Victorian Splendour on Pikes Peak
The Cliff House has been receiving guests in Manitou Springs since 1873, back when the railroad dropped Eastern tourists at its front door and the mineral springs across the canyon were the region's main attraction. A century and a half later the Pikes Peak Cog Railway still terminates a short walk from the hotel, and the dining room. AAA Four Diamond every year since 2001, a distinction that has survived three recessions and a global pandemic. Remains the most historically serious fine-dining room in the Colorado Springs area.
The dining room itself is pure modern Victorian splendour. Oil paintings by the late local legend C.H. Rockey line the walls; damask covers the tables; Riedel crystal and Christofle Hotel flatware lay out the place settings. It is unapologetically formal in the way American luxury used to be. Before minimalism, before the hospitality industry concluded that its customers wanted to feel underdressed. The Cliff House knows its customer, and its customer came to dress for the occasion.

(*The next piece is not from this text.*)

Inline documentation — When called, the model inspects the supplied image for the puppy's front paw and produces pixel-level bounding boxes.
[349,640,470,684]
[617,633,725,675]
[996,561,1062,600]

The view out the west-facing windows does half the emotional work. The restaurant sits at an elevation where the sunset arrives differently. The Rockies swallow the light, the sky goes copper and then violet, and for about twenty minutes every evening the room feels like it was built precisely for that phenomenon. It was.
What to Order
The menu is New American with a confident classicism. Creative preparations of lamb, duck, veal, and Colorado trout that draw on regional ingredients and cross-cultural techniques without chasing novelty. Seasonal Colorado lamb is a year-round signature and the dish longtime regulars point to when asked. The duck preparations rotate; recent presentations have included crisp-skinned breast with stone fruit and red-wine reductions that reward patient eating.
The wine programme is deep and traditional, with Napa verticals and European classics that do justice to the kitchen's fundamentals. The sommelier team is patient with guests who want guidance and discreet with those who don't. Breakfast and lunch are also served in the dining room, but dinner is the meal this kitchen was built to serve.
The Atmosphere
The Cliff House has the confidence of a dining room with nothing to prove. Tables are well-spaced; service is formal but warm; the pace is deliberate. You can hear your companion speak; you can hear the fire; you can hear the kitchen door swing shut behind the server who's just delivered the next course. These are luxuries that modern open-kitchen design has mostly abandoned, and The Cliff House's insistence on them is the reason it has quietly accumulated one of Colorado's most devoted regional followings.
Proposals happen here with a frequency that has become folklore. The maître d' has seen every variation. The ring in the dessert, the photographer seated two tables away, the family hiding in the next private room. And the staff executes each with the serious grace of people who understand that they are participating in one of the more significant evenings of someone's life.